Here’s a very short excerpt from the book on this question (using the analogy to weather forecasting, rather than earthquake forecasting):
“GDP will likely grow by 1.3% next quarter” kinds of forecasts that are better than naive forecasts (what meteorologists term forecasts with “skill”) are useful to have. Check. They give us material information about the near-term background against which our interventions will be executed. Further, it is often the “scientific-seeming” aspects of meteorology (lots more monitoring stations, satellites and super-computers, that collectively create a much more granular finite element model) and economics (analogously, larger data sets and more megaflops) that allow increasing skill. Check.
[N]ot much that is practically important about the overall development of the economy is predictable in the long-term. Short-term forecasts of complex systems can sometimes be made on a combination of “momentum” and the assumption of relatively simple set of causal mechanisms. Five-day weather forecasts can be made, for example, by more complex versions of the observation that the weather in Ohio today is highly correlated with the weather in Virginia a couple of days later because of consistent wind patterns.

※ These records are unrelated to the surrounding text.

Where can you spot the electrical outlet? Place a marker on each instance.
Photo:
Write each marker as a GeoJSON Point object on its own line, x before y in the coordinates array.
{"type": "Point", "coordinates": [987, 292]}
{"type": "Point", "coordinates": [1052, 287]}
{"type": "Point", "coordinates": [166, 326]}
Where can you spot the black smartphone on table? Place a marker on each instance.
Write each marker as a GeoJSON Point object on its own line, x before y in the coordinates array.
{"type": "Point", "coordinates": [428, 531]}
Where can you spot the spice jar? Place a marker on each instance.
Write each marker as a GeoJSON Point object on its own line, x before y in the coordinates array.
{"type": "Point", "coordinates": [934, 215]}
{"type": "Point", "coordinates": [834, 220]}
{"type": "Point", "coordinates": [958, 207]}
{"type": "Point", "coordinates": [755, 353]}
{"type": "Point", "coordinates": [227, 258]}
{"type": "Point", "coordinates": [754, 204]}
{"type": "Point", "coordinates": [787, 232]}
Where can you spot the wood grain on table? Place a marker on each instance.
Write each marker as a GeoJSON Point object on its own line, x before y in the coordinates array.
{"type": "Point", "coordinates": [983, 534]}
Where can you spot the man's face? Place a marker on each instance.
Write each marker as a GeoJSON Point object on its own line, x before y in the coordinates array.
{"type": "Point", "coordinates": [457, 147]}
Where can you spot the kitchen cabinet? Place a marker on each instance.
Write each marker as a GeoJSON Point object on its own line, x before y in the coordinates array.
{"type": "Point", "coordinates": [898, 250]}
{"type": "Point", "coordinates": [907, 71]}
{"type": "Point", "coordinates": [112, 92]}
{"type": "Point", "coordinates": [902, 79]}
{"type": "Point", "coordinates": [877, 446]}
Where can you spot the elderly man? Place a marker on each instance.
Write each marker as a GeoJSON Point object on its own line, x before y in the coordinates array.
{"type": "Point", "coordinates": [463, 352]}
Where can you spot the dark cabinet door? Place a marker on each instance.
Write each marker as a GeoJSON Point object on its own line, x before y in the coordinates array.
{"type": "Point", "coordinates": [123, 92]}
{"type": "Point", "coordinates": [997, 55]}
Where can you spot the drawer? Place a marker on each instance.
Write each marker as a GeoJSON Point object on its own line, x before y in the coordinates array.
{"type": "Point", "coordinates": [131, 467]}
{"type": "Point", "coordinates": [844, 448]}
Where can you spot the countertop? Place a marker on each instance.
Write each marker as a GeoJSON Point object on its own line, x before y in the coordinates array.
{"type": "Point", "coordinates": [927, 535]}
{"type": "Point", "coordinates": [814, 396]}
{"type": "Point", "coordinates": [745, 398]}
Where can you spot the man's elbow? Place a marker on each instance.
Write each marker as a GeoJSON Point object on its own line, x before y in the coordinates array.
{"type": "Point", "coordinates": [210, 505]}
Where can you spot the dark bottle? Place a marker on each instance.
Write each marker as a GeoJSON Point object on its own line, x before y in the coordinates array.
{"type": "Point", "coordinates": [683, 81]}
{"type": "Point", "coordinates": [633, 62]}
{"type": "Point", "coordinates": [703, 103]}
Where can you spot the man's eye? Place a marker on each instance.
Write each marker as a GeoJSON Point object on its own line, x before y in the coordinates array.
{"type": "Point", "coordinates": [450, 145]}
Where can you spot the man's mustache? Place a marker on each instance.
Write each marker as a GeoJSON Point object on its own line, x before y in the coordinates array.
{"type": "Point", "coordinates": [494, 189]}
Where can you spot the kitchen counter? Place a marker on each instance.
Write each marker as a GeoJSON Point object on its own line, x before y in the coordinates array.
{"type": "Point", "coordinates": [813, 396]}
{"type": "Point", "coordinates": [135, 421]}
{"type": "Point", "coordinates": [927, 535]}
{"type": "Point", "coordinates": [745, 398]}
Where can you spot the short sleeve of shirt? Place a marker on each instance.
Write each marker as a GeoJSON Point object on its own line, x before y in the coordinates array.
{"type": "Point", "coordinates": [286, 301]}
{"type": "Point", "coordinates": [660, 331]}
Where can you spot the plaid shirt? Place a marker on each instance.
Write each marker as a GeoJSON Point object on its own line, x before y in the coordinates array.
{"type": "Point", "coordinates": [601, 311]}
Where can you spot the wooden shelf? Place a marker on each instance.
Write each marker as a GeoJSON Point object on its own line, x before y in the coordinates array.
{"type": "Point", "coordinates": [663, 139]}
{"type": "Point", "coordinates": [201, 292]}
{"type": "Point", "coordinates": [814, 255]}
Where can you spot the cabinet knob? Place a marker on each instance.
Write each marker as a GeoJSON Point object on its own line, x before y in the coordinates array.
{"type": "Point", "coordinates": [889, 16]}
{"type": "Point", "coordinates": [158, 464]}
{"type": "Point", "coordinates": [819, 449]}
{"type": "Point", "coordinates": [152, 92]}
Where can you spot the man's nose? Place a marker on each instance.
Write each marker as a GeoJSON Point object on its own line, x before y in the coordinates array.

But because they lack a robust understanding of the extraordinarily dense causal network that governs the system in question (using “causal” here in the operational sense of the ability to make accurate predictions about the difference between the world in which we execute an intervention as compared to the counterfactual world where we do not), they do not allow us to make reliable, non-obvious predictions about the result of proposed actions. This is closely related to my fundamental criticisms of economics and other social sciences – not that they can’t do this at all, but they have extremely limited ability to do so, and many social scientists (or often, social science popularizers) make wildly excessive claims about this capability. We ought, in my view, to premise our political economy around an accurate understanding of our ignorance.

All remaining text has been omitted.